BRUXELLES. La Commissione Ue continua ad avere dei dubbi sul provvedimento italiano che abolisce i costi di ricarica delle schede dei cellulari. L’iniziativa e’ positiva rispetto agli obiettivi fissati, ma solleva delle incertezze sotto il profilo delle "competenze" e "dell’applicazione" della legge.

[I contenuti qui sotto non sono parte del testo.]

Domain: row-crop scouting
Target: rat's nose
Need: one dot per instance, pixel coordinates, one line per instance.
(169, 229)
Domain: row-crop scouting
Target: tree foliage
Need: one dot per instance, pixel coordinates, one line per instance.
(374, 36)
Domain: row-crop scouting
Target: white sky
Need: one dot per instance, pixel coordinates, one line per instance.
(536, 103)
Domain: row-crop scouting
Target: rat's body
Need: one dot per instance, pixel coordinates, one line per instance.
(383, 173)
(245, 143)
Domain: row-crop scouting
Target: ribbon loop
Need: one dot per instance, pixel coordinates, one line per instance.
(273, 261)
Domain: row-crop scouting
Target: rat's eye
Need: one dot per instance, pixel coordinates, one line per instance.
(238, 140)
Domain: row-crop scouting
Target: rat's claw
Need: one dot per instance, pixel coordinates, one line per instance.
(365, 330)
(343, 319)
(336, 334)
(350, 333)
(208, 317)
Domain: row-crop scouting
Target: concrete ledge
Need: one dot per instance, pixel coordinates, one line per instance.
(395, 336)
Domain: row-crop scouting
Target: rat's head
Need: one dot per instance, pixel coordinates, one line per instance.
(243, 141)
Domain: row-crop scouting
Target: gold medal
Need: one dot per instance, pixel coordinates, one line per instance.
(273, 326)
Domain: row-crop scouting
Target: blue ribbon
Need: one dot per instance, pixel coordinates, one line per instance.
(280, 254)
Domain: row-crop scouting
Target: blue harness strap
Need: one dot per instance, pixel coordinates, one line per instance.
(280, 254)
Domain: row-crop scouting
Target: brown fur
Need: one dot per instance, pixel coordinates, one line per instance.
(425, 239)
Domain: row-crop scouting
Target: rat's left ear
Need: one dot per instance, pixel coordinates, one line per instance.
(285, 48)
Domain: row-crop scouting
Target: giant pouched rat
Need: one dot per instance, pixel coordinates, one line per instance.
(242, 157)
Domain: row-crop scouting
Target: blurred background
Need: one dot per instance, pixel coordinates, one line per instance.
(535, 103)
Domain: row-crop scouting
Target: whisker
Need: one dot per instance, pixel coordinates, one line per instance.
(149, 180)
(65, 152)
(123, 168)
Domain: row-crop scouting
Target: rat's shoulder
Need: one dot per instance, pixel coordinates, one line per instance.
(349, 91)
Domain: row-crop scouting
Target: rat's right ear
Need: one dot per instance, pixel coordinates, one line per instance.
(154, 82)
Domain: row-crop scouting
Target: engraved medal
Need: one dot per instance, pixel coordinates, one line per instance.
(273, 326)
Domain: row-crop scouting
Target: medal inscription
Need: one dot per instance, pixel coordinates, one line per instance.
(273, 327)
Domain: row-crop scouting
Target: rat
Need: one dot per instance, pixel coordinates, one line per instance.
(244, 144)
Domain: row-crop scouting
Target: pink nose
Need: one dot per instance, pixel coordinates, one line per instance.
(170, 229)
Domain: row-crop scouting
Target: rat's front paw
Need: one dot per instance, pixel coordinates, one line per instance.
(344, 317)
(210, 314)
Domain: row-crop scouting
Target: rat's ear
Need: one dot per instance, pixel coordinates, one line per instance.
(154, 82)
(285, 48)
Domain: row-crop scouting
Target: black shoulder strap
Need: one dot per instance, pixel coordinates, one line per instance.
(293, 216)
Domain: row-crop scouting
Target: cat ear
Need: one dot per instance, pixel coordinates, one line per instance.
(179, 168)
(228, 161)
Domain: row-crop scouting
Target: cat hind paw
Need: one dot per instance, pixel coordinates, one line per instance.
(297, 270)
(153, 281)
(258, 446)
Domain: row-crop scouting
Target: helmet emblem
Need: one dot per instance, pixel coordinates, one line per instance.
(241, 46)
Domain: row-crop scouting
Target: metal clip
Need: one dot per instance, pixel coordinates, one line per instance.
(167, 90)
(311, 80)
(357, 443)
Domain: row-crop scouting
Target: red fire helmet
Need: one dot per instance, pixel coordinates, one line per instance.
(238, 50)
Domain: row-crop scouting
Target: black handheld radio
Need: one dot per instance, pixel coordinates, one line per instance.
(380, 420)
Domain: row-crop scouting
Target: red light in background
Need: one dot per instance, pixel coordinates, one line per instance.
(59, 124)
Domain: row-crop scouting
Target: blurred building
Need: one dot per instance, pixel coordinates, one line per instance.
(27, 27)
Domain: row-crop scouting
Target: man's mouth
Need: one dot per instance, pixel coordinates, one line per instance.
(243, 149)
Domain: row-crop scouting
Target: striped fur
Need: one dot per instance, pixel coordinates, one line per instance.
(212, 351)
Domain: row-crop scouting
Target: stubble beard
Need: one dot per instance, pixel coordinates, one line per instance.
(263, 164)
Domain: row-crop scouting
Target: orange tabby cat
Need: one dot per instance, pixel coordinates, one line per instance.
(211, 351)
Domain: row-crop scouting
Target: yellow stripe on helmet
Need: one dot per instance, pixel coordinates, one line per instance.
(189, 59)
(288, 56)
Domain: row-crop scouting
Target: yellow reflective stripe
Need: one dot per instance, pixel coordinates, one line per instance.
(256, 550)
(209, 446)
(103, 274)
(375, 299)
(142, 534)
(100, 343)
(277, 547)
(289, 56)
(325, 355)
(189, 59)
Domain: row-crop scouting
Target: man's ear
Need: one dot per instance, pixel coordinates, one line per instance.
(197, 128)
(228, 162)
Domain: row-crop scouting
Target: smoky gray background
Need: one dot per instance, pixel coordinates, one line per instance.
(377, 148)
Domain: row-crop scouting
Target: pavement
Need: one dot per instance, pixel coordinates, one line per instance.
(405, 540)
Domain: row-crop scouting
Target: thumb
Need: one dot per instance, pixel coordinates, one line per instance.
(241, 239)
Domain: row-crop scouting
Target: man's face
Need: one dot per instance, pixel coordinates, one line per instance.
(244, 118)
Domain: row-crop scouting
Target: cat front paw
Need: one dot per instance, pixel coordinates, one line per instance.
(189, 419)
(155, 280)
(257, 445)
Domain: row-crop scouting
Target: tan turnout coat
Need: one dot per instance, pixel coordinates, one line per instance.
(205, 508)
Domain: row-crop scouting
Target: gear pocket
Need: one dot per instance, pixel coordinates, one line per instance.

”Abbiamo sollevato alcune questioni procedurali sull’indipendenza dell’autorita’ per le comunicazioni (Agcom) in merito alla messa a punto della legge”, ha detto Martin Selmayr, portavoce del commissario europeo ai Media Viviane Reding. ”La Commissaria Reding – ha spiegato il portavoce – condivide con il governo italiano l’obiettivo di proteggere meglio i consumatori, ma restiamo in contatto con le autorita’ italiane con le quali stiamo ancora discutendo la questione”.

Intanto, l’Autorità per le tlc ha avanzato una richiesta urgente di chiarimenti a Wind e a Vodafone: secondo l’Autorità, le nuove proposte dei due gestori appaiono in contrasto con l’obbligo in vigore di eliminare i contributi di ricarica su tutte le schede prepagate.